♪ NEİMY|Selfish♪
Keyifli okumalar ❤
❅"Bana akıl ver lütfen." Diye mırıldandım kucağımdaki laptopu kendime doğru çekerken. "Senin tavsiyelerine ihtiyacım var. Yanında olmayı istiyorum. " Gülümseyerek ekrandan yüzüme bakarak kahverengi kısa saçlarını kulağının arkasına ittirdi.
"Güzel bebeğim, bende yanında olmayı istiyorum. Ama eminim ki kızlar beni aratmıyordur bile."

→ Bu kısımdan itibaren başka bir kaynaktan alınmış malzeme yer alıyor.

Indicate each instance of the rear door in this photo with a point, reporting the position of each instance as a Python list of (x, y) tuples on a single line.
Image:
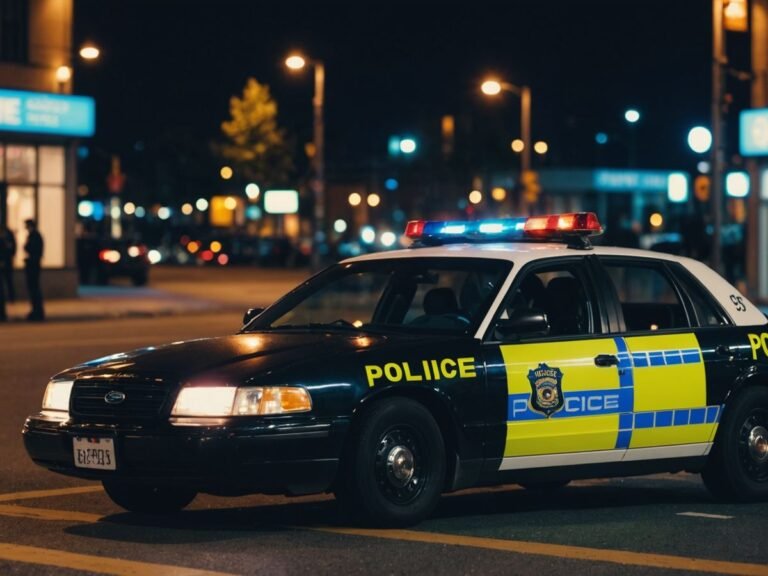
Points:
[(566, 388), (670, 416)]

"Yine de seni çok özledim." Diye homurdanarak Jisoo'nun yaptığı meyve tabağından bir tane yeşil elma dilimini parmaklarımın arasına aldım.
"Bende seni özledim. Bu haftasonu benimle birlikte kalmaya ne dersin? Hem olayları bir de yüz yüze anlatırsın." Başımı iki yana sallarken elma dilimini dudaklarımın arasına bırakarak çiğnemeye başladım.
"Edebiyat projesini kısa sürede bitirmeliyim, sende biliyorsun." Derin bir iç çekerek dudaklarımı birbirine bastırdım .
"Söylesene anne, ben şimdi ne yapmalıyım? Kime inanmalıyım?" Annem ekrandan birazcık uzaklaşarak moral vermek istercesine gülümsedi.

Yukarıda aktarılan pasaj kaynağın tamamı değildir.